You can change the OpenSSL ciphers that can be used from the baked-in defaults using the -c flag. See the OpenSSL documentation for information on the cipher strings that are available.

Forwarders can be specified using the -f flag in the same way as the -s flag. By default the hostname and certificate is not pinned. To pin them, the flags -h and -p need to be specified after the -f flag they are to pin. The -h will be the hostname to match against and the -p flag is the Base64 encoding of the certificate public key.
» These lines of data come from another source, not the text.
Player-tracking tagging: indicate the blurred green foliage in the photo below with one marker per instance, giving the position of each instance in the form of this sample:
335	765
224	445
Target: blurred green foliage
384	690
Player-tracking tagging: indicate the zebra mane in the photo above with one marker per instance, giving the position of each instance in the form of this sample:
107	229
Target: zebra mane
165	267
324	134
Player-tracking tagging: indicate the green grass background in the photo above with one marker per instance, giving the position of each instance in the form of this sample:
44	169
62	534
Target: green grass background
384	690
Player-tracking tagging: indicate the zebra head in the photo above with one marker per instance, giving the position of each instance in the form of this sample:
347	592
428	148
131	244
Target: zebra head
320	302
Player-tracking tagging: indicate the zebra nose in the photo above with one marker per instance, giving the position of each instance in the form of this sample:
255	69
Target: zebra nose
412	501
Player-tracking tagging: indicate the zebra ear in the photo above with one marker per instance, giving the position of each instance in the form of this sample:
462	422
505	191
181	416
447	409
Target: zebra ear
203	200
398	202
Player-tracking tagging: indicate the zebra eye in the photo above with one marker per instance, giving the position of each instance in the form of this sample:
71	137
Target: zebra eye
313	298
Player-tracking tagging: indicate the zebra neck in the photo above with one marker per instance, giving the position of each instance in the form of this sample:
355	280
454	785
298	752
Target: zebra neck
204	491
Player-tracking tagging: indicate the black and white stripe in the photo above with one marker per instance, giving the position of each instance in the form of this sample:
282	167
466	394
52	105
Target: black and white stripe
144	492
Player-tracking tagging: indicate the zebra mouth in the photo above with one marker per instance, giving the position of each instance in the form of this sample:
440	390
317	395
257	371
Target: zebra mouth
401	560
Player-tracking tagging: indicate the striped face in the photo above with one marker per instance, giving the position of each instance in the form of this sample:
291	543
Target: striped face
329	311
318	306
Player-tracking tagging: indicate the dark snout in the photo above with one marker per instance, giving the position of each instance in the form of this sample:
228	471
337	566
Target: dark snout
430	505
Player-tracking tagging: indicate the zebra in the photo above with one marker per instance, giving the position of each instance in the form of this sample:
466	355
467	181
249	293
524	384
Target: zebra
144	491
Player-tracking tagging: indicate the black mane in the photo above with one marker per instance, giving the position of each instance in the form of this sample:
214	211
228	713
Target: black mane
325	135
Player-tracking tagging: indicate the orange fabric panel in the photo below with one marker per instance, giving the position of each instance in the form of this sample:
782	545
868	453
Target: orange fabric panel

The maximum number of outgoing forwarder requests to be made at the same time may be limited by the -m 5 flag, which in this case would limit them to five. Any other requests are queued. There is currently no limit on the queue length, and if it runs out of memory the process will simply quit with an exception.

In order to execute the process as a service there is the option to fork it into the background using the -d flag. This will continue the process executing in the background. A file containing the PID of this background process may be obtained by specifying the -P dote.pid argument.

To find the hostname and public key for a given DNS host, a utility has been included which allows you to do just that. Simply call DoTe with the flag -l <IP> and it will connect and return the current common name and certificate public key hash. The IP may be IPv4 or IPv6 in square brackets, as when specifying the forwarder.

By default, forwarders have 5 seconds to reply before the request is dropped. This can be configured by using the -t option.